Est donc rassemblée la multitude des publications de Roger Laporte, Claude Royet-Journoud, Jean Daive, Franck Venaille, Hubert Lucot, Anne-Marie Albiach, Pascal Quignard, Alain Veinstein, Roger Giroux, etc... au moment où tout s'ouvrait sous le signe de la poésie objectiviste américaine et où demeure une radicalité possible à l'époque et qui serait aujourd'hui difficilement publiable.

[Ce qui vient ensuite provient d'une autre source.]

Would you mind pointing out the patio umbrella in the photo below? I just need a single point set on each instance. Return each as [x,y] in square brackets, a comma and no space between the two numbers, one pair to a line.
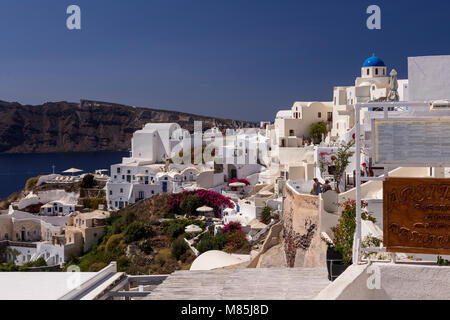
[265,193]
[393,87]
[237,184]
[72,170]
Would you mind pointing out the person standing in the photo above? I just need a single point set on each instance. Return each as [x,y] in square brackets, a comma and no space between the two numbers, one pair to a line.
[326,187]
[317,187]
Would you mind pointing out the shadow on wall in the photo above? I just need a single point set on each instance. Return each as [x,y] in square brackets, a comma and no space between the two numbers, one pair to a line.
[301,236]
[386,281]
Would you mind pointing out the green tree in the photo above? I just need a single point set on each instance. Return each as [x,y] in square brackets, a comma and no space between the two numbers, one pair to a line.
[136,231]
[317,129]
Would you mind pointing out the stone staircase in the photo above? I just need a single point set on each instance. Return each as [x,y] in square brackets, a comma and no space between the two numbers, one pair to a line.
[243,284]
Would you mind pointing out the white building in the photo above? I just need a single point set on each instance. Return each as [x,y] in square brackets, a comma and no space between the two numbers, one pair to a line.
[149,170]
[373,85]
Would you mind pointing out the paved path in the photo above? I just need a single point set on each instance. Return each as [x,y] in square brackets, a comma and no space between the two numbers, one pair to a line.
[243,284]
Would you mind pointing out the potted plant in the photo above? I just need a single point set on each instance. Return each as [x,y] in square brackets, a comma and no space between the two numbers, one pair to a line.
[339,251]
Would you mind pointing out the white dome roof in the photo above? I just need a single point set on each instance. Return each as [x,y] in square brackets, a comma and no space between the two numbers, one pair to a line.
[214,259]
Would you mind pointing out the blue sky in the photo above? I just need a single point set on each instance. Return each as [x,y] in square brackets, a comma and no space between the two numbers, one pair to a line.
[241,59]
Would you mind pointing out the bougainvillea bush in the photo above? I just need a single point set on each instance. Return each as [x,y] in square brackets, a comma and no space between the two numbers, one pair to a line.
[344,231]
[207,197]
[238,180]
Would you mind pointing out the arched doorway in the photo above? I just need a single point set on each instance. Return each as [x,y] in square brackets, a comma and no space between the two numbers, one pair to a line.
[232,171]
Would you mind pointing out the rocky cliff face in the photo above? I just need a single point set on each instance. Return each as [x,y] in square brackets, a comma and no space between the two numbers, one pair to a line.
[87,126]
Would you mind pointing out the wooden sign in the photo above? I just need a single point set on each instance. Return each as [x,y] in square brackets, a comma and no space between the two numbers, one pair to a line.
[416,215]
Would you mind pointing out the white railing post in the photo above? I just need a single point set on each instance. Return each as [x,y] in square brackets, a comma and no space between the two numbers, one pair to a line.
[357,237]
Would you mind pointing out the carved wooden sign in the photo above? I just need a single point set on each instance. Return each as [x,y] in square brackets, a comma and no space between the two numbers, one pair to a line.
[416,215]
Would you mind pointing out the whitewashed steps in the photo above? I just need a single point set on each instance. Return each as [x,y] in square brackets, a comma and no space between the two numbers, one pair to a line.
[243,284]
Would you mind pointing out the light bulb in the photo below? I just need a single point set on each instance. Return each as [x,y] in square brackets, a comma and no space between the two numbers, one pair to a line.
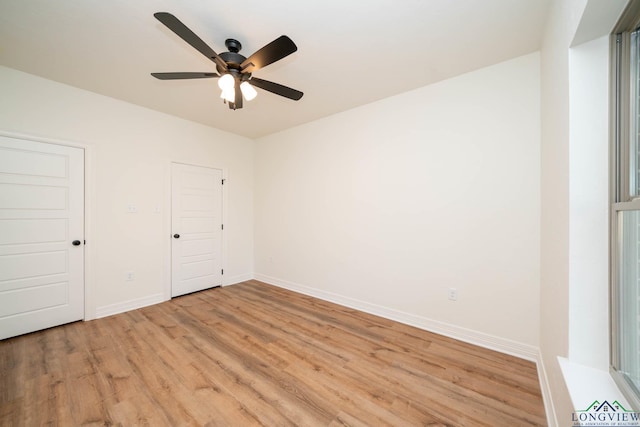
[248,91]
[226,82]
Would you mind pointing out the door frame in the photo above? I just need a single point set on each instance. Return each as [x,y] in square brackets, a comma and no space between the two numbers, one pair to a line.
[167,221]
[89,184]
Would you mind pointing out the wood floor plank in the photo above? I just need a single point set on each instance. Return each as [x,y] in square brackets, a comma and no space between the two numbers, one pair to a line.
[257,355]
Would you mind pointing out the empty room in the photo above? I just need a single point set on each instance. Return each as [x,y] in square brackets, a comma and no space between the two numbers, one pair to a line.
[319,213]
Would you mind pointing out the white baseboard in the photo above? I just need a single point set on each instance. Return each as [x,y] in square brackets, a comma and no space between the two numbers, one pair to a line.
[513,348]
[232,280]
[133,304]
[545,388]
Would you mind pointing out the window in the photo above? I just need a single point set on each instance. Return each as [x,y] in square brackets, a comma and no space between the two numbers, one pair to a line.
[625,213]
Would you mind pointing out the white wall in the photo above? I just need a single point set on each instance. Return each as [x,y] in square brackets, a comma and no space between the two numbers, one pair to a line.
[131,149]
[589,204]
[574,229]
[386,206]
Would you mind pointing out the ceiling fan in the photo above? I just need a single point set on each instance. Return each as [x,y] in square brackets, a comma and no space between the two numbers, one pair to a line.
[233,69]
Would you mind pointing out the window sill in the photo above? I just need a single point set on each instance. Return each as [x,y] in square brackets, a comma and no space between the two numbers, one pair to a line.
[587,384]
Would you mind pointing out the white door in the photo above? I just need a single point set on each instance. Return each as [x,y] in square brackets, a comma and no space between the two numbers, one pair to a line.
[196,220]
[41,215]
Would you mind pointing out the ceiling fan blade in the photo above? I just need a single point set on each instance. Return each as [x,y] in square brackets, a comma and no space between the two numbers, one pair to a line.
[181,30]
[276,88]
[274,51]
[238,101]
[179,76]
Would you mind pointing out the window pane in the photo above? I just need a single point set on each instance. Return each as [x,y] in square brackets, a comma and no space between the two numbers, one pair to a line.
[628,301]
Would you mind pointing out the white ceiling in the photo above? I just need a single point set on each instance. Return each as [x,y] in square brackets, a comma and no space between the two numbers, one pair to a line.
[349,52]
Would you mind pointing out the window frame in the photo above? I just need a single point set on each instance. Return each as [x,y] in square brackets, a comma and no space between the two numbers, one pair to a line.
[621,199]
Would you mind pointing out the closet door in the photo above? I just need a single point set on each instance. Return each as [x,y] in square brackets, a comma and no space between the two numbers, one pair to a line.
[196,220]
[41,235]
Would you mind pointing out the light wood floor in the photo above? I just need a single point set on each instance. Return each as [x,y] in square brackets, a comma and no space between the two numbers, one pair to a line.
[254,354]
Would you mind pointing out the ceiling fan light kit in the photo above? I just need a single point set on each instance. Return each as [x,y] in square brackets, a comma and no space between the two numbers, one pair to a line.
[233,69]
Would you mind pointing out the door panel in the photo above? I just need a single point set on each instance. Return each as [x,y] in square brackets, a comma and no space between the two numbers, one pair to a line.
[196,216]
[41,213]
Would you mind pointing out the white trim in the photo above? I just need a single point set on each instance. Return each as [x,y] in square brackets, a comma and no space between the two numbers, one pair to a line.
[513,348]
[133,304]
[232,280]
[89,185]
[545,388]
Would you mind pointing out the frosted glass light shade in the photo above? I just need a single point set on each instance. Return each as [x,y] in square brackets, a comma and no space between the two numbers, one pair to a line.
[226,82]
[248,91]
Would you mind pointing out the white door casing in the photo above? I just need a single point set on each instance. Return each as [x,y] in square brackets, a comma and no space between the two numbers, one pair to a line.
[196,217]
[41,214]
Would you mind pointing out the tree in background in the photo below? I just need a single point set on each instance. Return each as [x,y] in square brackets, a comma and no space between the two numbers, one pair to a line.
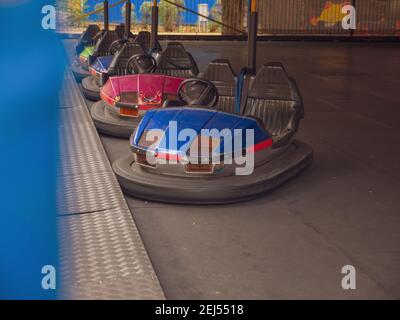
[133,13]
[70,10]
[216,14]
[232,15]
[145,11]
[170,15]
[99,15]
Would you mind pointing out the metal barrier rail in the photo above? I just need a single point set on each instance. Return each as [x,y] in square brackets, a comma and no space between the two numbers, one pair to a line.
[276,17]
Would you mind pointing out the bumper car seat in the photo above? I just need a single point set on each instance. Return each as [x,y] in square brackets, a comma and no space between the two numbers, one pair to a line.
[176,61]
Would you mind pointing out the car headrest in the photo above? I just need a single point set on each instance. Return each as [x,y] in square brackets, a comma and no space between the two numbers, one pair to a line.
[272,82]
[221,74]
[144,39]
[132,48]
[175,57]
[90,32]
[120,30]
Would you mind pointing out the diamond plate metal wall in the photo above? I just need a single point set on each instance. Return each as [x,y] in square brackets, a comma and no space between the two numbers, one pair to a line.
[101,253]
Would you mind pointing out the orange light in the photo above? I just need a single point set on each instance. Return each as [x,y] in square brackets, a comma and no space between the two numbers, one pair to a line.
[199,168]
[129,112]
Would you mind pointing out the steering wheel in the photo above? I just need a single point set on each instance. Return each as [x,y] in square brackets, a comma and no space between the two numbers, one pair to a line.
[141,63]
[116,46]
[200,92]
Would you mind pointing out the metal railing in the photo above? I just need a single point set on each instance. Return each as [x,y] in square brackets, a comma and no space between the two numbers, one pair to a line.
[276,17]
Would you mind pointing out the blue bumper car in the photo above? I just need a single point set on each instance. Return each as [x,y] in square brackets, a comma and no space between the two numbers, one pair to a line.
[231,140]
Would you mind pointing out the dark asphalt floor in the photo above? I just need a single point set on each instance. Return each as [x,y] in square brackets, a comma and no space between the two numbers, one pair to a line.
[344,210]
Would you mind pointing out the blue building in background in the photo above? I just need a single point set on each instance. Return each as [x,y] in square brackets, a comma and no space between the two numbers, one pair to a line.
[116,15]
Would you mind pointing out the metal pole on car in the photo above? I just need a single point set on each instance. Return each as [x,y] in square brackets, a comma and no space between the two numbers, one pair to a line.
[105,4]
[252,36]
[154,24]
[128,17]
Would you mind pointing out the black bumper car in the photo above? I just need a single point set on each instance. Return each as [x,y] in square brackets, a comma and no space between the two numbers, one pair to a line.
[126,99]
[228,153]
[117,64]
[88,38]
[102,47]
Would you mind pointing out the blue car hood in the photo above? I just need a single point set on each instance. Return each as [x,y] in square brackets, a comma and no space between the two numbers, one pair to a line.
[102,64]
[188,123]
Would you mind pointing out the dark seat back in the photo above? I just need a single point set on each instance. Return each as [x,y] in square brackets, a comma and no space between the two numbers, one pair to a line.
[274,98]
[104,43]
[120,60]
[221,74]
[87,38]
[120,30]
[176,61]
[144,39]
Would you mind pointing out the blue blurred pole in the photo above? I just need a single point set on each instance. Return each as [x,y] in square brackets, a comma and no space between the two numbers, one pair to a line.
[31,66]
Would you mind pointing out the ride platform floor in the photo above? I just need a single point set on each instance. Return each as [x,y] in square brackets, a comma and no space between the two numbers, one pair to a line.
[344,210]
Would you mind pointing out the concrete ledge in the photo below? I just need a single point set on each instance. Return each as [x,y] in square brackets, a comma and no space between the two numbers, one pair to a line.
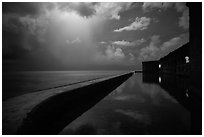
[48,112]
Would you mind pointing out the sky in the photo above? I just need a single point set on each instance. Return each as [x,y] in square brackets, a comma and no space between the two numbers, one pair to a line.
[90,36]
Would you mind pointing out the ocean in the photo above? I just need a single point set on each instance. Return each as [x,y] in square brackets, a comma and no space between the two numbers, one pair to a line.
[22,82]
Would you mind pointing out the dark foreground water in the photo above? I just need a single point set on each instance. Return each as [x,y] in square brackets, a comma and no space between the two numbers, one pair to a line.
[141,105]
[22,82]
[144,104]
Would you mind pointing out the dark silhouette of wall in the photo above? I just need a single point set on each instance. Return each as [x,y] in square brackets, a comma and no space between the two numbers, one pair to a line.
[195,9]
[181,89]
[176,62]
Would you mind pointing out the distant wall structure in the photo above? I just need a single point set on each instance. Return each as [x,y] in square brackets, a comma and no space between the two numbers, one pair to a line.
[176,62]
[150,67]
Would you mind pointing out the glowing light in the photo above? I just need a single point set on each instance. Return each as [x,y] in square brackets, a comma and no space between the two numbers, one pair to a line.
[187,59]
[187,94]
[159,79]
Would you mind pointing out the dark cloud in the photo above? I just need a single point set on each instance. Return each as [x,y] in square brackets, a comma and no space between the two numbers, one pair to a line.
[22,8]
[83,9]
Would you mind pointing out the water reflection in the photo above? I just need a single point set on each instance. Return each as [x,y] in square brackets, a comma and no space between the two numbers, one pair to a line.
[141,105]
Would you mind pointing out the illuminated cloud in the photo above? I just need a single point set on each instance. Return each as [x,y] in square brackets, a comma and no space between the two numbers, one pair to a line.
[148,6]
[127,43]
[114,53]
[139,24]
[179,6]
[111,10]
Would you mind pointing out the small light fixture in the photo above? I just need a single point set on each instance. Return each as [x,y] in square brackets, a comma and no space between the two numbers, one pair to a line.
[187,59]
[159,79]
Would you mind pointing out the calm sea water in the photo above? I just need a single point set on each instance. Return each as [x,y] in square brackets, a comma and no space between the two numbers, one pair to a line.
[144,104]
[138,106]
[18,83]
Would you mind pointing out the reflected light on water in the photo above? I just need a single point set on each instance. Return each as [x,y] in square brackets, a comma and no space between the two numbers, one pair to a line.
[159,79]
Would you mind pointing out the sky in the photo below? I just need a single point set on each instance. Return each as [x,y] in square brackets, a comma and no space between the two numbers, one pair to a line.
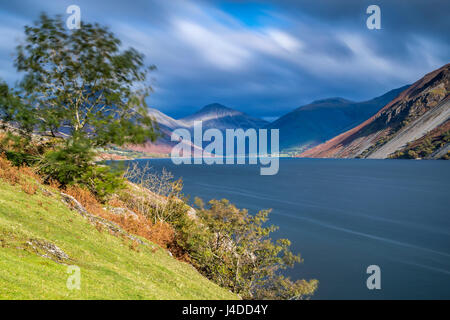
[265,58]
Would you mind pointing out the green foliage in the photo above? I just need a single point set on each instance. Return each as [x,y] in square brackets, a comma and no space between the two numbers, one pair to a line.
[72,164]
[80,83]
[234,249]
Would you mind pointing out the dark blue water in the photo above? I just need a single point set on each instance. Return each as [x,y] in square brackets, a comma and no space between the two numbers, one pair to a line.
[344,215]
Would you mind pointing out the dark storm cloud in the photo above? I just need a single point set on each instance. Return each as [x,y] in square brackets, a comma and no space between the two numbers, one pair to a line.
[265,57]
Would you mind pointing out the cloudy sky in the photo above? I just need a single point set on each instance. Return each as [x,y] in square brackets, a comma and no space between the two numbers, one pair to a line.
[262,57]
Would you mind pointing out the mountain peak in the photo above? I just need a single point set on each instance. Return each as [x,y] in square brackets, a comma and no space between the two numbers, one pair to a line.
[216,115]
[333,100]
[218,108]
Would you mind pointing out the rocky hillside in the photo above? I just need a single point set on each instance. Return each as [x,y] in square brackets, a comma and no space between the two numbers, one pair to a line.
[213,115]
[418,110]
[315,123]
[220,117]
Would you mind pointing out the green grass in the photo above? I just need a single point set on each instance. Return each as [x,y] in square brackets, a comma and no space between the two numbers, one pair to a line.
[110,269]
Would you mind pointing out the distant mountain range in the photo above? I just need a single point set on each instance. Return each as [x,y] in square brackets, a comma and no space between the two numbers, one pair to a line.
[422,110]
[336,127]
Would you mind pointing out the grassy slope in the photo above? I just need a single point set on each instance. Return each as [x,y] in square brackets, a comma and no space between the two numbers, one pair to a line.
[109,268]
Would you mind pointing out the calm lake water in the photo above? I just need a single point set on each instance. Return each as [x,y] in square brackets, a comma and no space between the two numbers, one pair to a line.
[344,215]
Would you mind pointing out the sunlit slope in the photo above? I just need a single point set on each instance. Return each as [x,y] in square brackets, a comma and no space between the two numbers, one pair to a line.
[111,267]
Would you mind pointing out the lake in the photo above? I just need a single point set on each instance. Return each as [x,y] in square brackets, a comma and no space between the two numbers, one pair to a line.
[344,215]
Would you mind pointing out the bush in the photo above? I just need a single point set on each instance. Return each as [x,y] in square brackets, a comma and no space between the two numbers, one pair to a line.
[73,164]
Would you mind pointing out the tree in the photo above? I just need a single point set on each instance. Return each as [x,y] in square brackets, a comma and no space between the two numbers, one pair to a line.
[80,89]
[239,254]
[79,84]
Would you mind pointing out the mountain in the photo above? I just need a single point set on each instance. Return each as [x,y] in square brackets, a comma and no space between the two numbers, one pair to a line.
[417,111]
[321,120]
[220,117]
[212,116]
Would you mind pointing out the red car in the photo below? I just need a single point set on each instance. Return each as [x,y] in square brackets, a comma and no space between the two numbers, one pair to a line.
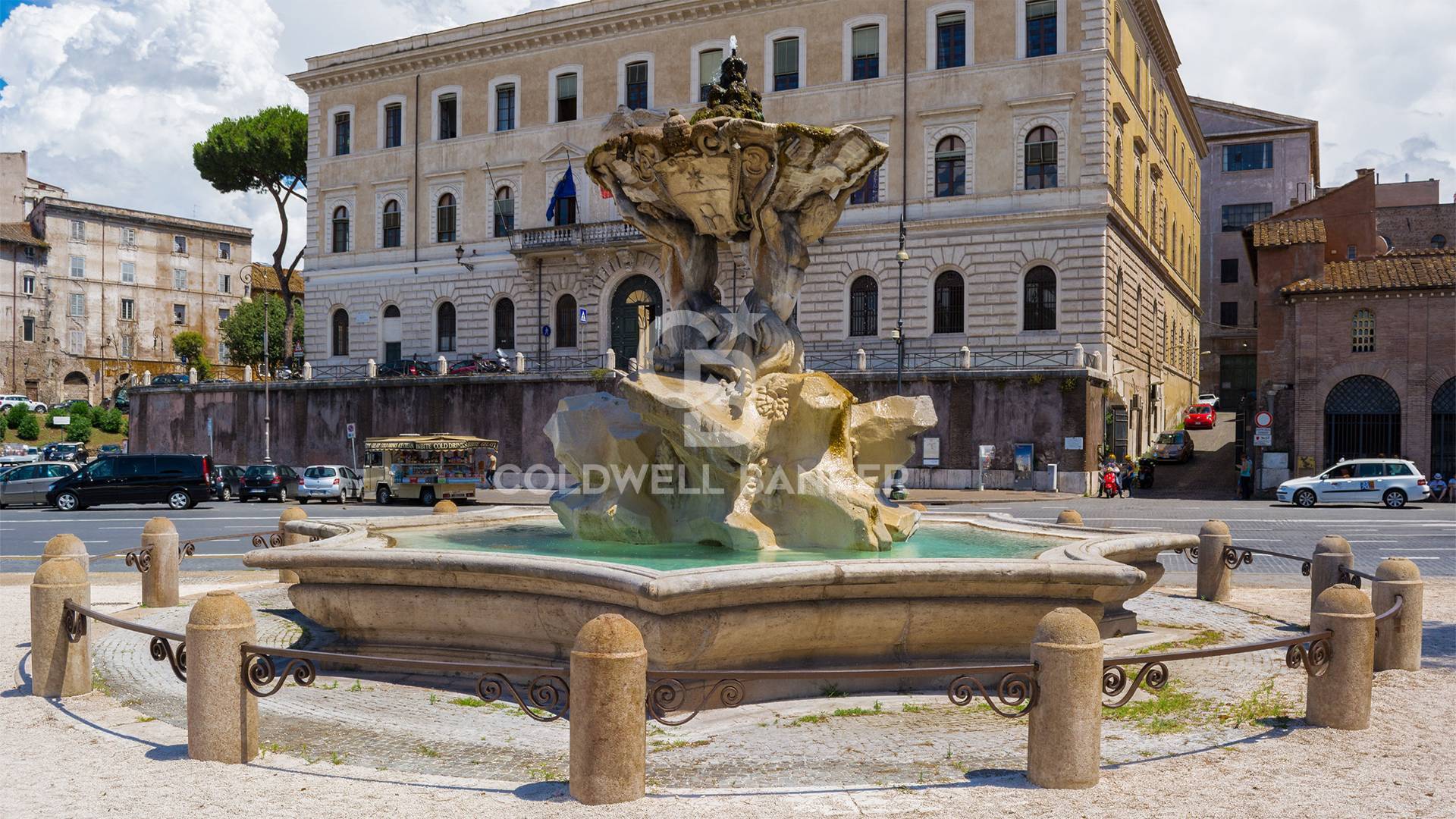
[1200,417]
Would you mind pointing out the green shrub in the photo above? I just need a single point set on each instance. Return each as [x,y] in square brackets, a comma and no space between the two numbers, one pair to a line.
[30,428]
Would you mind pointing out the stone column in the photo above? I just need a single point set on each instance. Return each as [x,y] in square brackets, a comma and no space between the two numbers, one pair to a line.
[66,547]
[58,668]
[290,539]
[221,716]
[1213,573]
[1340,698]
[1331,553]
[159,583]
[1065,738]
[1398,639]
[607,713]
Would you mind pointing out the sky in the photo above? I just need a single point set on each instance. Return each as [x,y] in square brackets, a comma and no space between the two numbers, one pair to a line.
[108,96]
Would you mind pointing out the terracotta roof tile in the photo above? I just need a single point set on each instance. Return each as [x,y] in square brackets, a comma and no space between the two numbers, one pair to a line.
[1411,270]
[1289,232]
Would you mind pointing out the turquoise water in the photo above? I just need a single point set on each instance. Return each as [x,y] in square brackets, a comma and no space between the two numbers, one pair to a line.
[548,538]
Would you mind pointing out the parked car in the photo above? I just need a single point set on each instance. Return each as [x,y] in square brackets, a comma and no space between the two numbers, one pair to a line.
[1200,417]
[331,482]
[175,480]
[270,482]
[8,401]
[14,453]
[1175,447]
[228,482]
[30,483]
[1366,480]
[66,450]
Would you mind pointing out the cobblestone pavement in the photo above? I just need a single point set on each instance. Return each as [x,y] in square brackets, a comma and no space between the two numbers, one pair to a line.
[430,726]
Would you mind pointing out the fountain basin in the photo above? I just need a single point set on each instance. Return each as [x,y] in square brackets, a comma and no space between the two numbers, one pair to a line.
[880,611]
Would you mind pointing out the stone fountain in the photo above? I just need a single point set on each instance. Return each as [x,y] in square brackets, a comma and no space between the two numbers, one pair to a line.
[720,435]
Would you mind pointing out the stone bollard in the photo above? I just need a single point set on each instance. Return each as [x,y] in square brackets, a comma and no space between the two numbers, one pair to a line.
[607,713]
[1065,736]
[221,716]
[1340,698]
[290,539]
[159,583]
[66,547]
[1331,553]
[1213,575]
[58,668]
[1398,639]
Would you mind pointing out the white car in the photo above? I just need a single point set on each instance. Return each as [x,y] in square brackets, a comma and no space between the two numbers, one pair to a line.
[1365,480]
[331,482]
[8,401]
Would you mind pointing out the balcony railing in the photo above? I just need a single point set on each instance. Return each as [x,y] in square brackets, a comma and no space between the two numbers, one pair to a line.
[590,235]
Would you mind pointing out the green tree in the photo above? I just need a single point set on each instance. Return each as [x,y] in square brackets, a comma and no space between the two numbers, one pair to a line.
[243,331]
[262,153]
[30,428]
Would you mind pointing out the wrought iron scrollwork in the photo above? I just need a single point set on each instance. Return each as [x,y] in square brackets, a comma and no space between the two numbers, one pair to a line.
[261,675]
[1312,656]
[162,651]
[1117,686]
[548,697]
[667,697]
[1017,691]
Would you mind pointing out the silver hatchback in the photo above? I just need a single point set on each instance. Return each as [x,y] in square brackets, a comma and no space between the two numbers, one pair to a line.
[331,482]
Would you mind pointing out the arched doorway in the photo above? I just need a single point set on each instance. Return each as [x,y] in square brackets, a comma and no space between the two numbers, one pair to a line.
[1443,430]
[634,305]
[1362,420]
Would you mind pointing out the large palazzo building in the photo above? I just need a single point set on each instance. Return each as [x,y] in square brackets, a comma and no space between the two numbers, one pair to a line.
[1043,152]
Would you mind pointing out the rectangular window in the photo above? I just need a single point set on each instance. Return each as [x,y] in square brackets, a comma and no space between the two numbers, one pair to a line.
[1248,156]
[1041,28]
[565,98]
[708,66]
[1228,271]
[865,42]
[506,107]
[786,63]
[449,110]
[341,134]
[949,39]
[1238,218]
[637,85]
[394,124]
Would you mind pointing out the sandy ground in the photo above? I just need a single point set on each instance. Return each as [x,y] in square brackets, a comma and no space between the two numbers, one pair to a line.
[92,757]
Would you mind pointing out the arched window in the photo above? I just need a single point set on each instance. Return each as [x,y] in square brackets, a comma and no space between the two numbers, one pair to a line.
[1041,158]
[506,324]
[1040,299]
[949,168]
[341,229]
[1362,337]
[340,324]
[392,223]
[566,321]
[949,302]
[864,306]
[504,212]
[444,328]
[444,219]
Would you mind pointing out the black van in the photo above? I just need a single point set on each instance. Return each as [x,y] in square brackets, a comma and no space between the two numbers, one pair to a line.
[181,482]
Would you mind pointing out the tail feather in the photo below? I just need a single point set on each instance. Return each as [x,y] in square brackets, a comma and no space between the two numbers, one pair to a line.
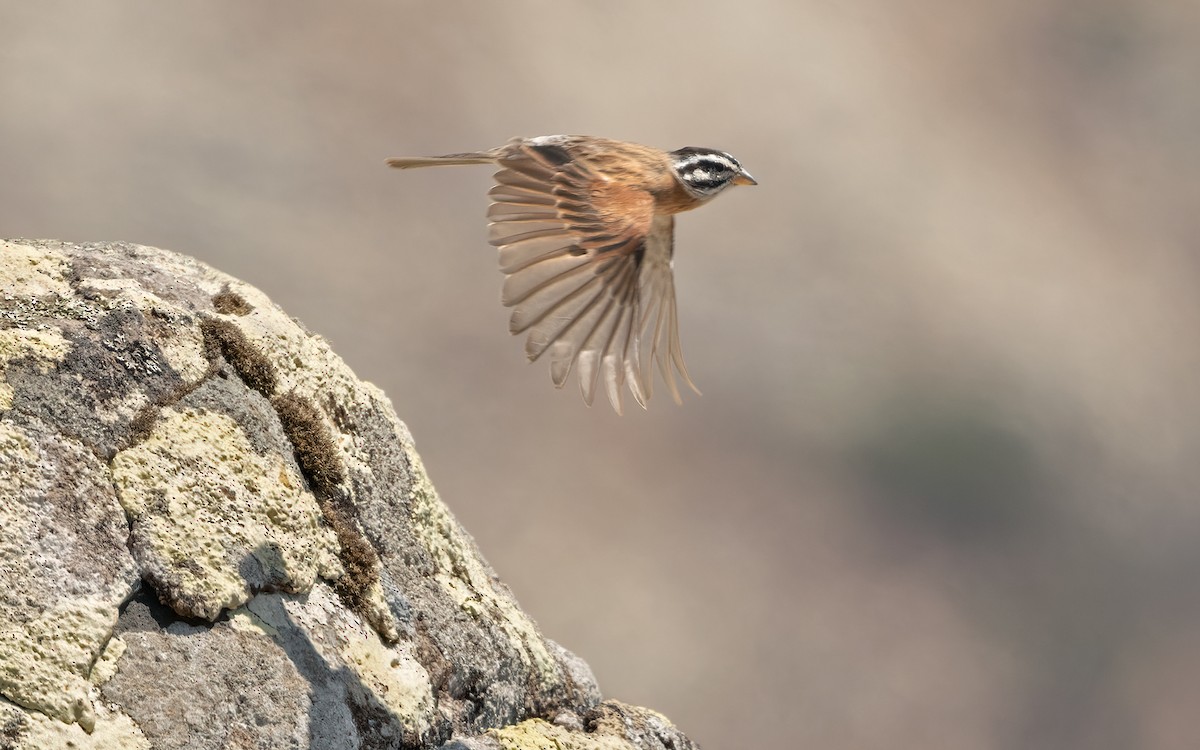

Raquel et Hocquard s'engagèrent dans la publication de précieux petits livres qu'ils imprimaient et fabriquaient eux-mêmes et portaient parfois le nom de "chutes" (titre de leur collection de texte en 5 pages).
Une telle action éditoriale devient non seulement un corpus mais une sorte de mouvement d'avant-garde. Selon les deux responsables chaque livre devenait le lieu où un texte trouve son espace, son mouvement, sa respiration, son rythme, sa tension, et ce jusque dans cette version compilée. À la présentation originale et son espace – il n'existait parfois que quelques mots épars dans la page – succède un condensé qui en réunissent plusieurs.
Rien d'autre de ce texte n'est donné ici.